E2EE stands for End-To-End Encryption.
In WebRTC, encryption is mandatory and is conducted hop-by-hop. This means that between one WebRTC client to another, the media is encrypted.
In practicality:
- TURN servers can’t look at the media, as they aren’t privy to the encryption keys used
- Media servers such as an SFU or an MCU can look at the media, since they are considered another WebRTC client to the client sharing its media with them
In order to guard the media and encrypt it from media servers, E2EE technologies can be used.
For WebRTC, this is possible by using Insertable Streams.
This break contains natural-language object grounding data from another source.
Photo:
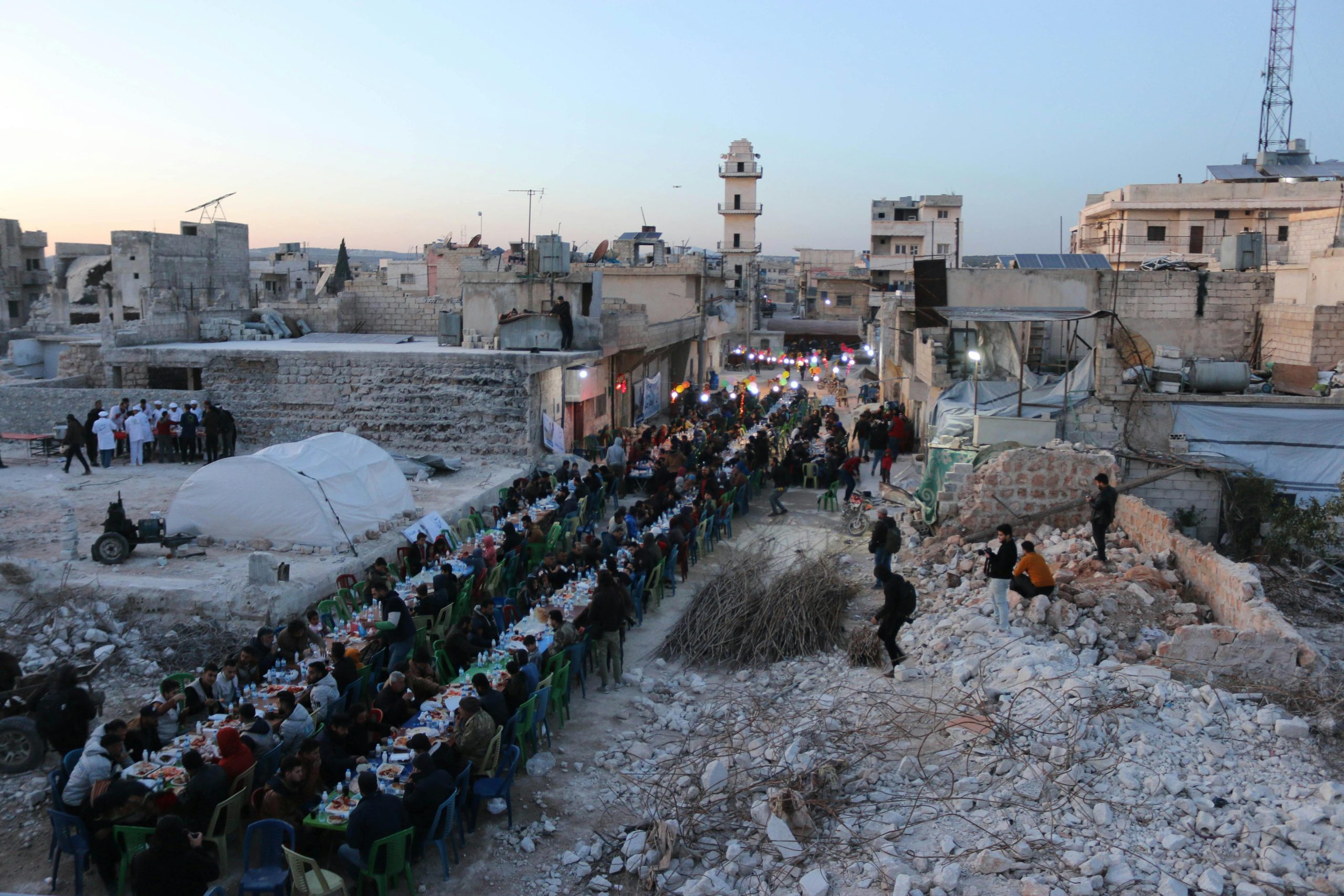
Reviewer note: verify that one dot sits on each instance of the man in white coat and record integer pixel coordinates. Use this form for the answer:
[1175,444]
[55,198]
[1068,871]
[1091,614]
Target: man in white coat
[139,433]
[107,436]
This technology allows the application to catch the media packets just before they are being encoded on the sender side and just before they are being decoded on the receiver side:
The application at this point can implement a callback that will encrypt or decrypt the data outside of the scope and context of WebRTC, making it indiscernible to media servers and anyone else who has no access to the encryption keys used.
The keys themselves are negotiated outside of the scope of WebRTC.
With E2EE, each packet gets encrypted twice:
- First time using the application level encryption known only to the clients
- Second time using SRTP in the standard mechanism WebRTC uses, making it readable by media servers]
This separation of keys enables an organizational separation where one organization may know the E2EE key – the client side application level secret, and the other organization who is hosting and running the SFUs does not.
E2EE using Insertable Streams is applicable to SFUs and cannot be used in MCUs.